« La "sortie de la caverne" devient dès lors le préalable à toute émancipation possible »
Recension de Vide à la demande Bertrand Cochard par A. C. dans Ballast.
L’expansion planétaire des séries, autrefois essentiellement télévisées et désormais disponibles « à la demande » sur des plateformes engendrant chaque année des dizaines de milliards de dollars de chiffre d’affaires, demeure à l’évidence un phénomène historique insuffisamment pensé. En philosophe s’inscrivant entre autres dans le sillage de Platon et Debord, Bertrand Cochard tente de dégager l’essence de ce phénomène, en mettant justement entre parenthèses le jugement portant sur la qualité esthétique des œuvres. Contre les études qui font des séries des outils d’émancipation, l’auteur montre que leur forme même maintient les spectateurs dans une profonde hétéronomie. Son diagnostic repose en effet sur une réflexion plus large sur la nature du « temps libre » à notre époque, elle-même inséparable de celle du travail.
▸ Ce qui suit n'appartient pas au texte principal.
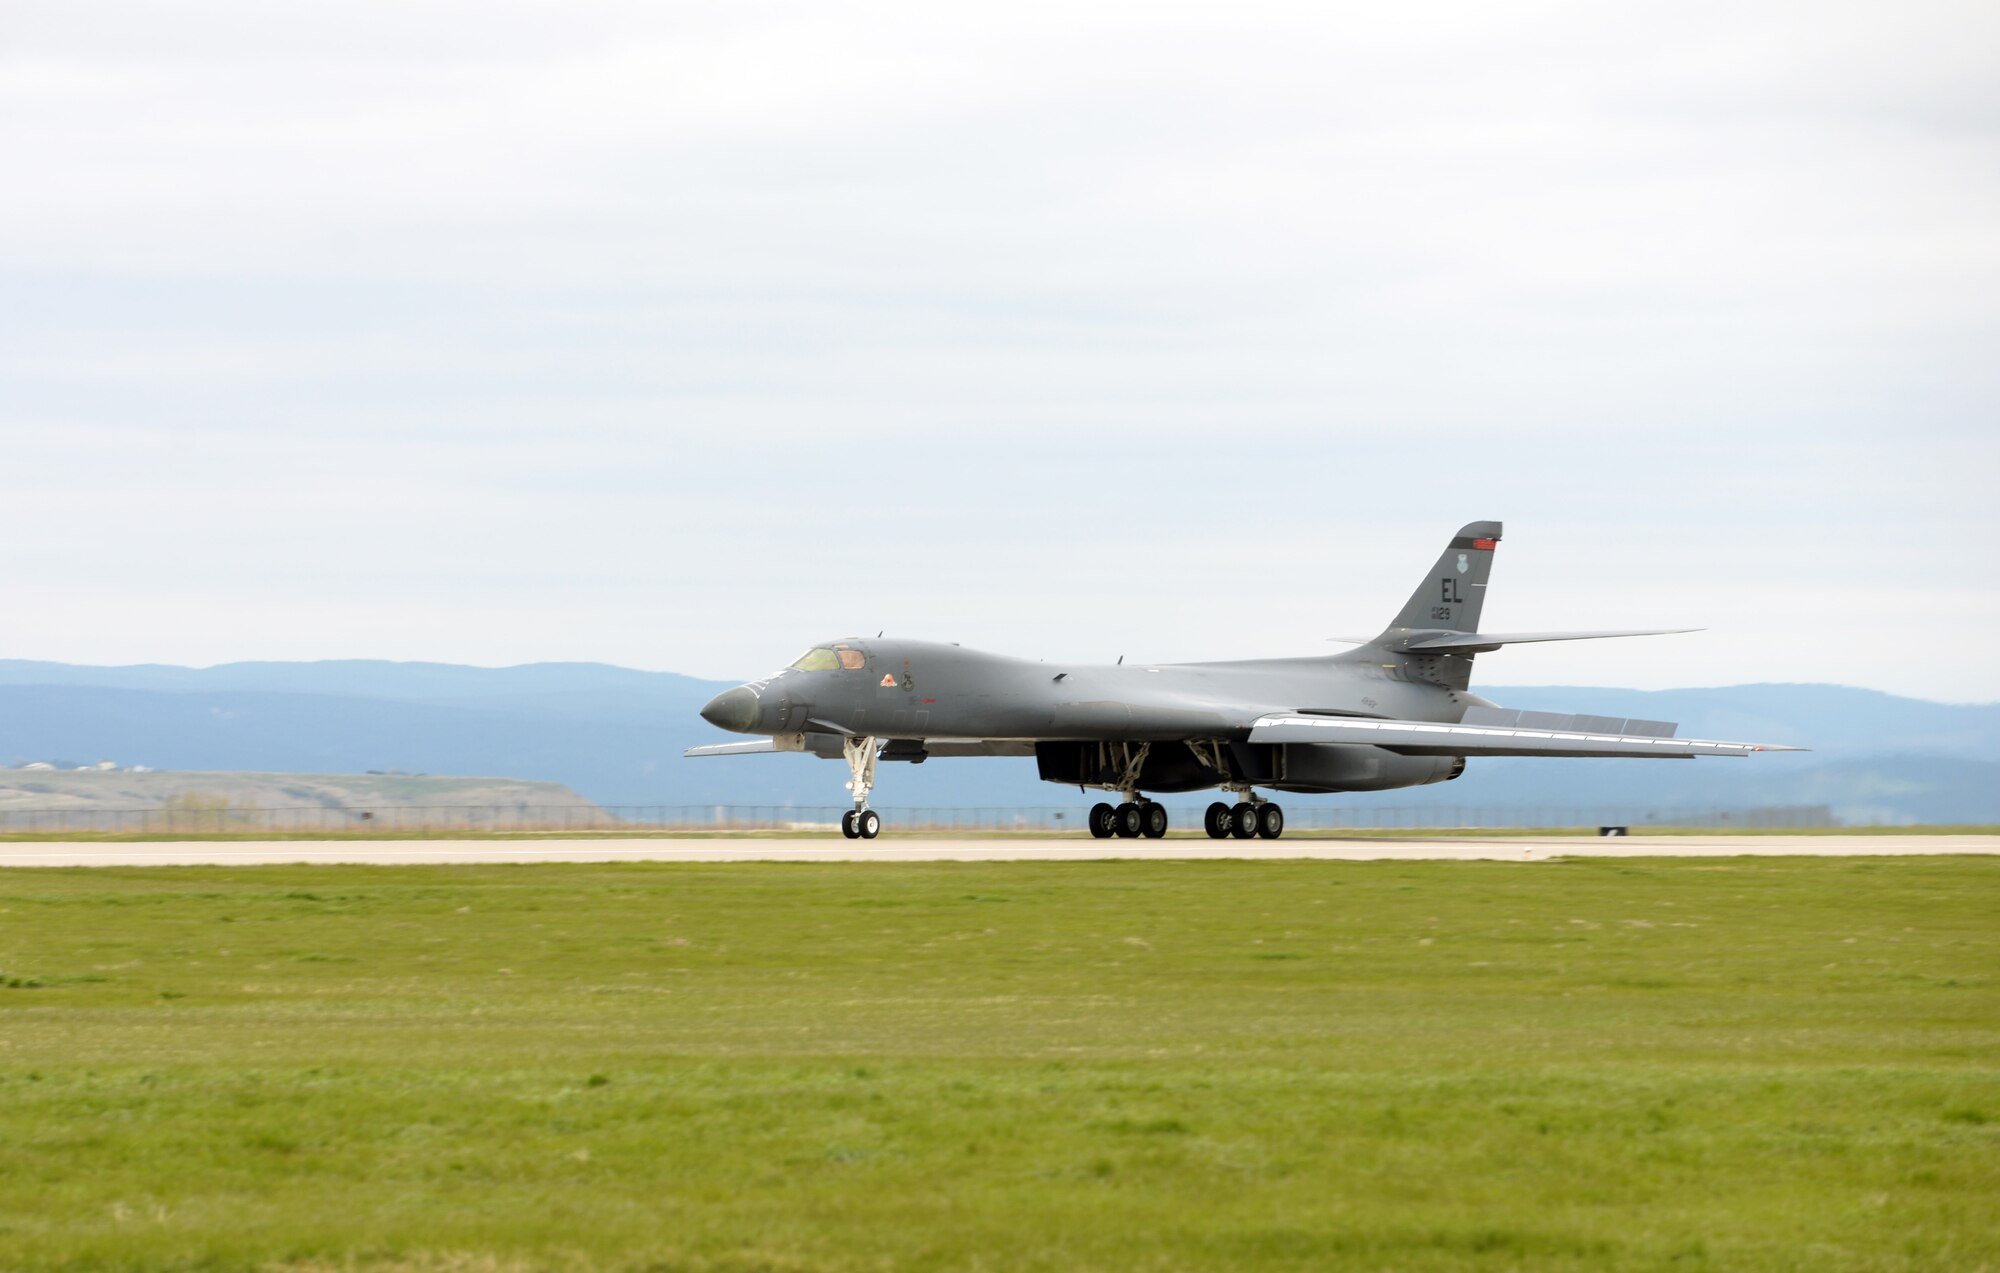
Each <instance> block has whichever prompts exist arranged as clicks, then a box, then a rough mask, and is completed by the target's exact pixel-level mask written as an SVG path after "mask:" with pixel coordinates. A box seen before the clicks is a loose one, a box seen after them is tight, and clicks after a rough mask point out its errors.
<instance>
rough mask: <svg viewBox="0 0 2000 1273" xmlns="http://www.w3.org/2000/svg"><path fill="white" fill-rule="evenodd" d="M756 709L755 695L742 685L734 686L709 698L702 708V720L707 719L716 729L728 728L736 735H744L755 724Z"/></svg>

Or l’expression de « temps libre » est trompeuse puisque celui-ci ne nous conduit pas, dans la plupart des cas, vers des activités qui reposent sur l’exercice de notre liberté, mais constitue pour ainsi dire un temps vide dont le caractère « pseudo-cyclique » avait été mis en lumière par Debord. Vide impossible à combler, sauf dans la répétition morbide de la consommation d’épisodes de séries, eux-mêmes calibrés pour susciter et nourrir cette répétition. Mais c’est dire aussi que, par la nature même de l’organisation sociale dans laquelle nous nous trouvons, celle du capitalisme avancé et de la tyrannie du spectaculaire, nous sommes « déjà spectateurs avant même que de regarder des séries », qu’en somme c’est notre aliénation sociale elle-même qui conditionne le règne tentaculaire des séries sur nos existences contemporaines. Rien ne semble pouvoir résister à ce « passe-temps » hégémonique, puisque le spectacle se fonde lui-même en mettant en scène et en désamorçant par là même sa propre critique — l’exemple le plus connu étant celui de la série Black Mirror — dans ce que Cochard nomme « l’archi-spectacle ». D’aucuns célèbrent cette vertu « autocritique » des séries, en glosant sur elles à l’infini, sans voir que celle-ci n’est qu’un simulacre : ces séries ne font rien d’autre que reporter dans un espace séparé du réel des constats — le danger du crédit social, l’effondrement climatique, etc. — à propos desquels nous devrions toutes et tous délibérer en sujets libres. La « sortie de la caverne » devient dès lors le préalable à toute émancipation possible (...).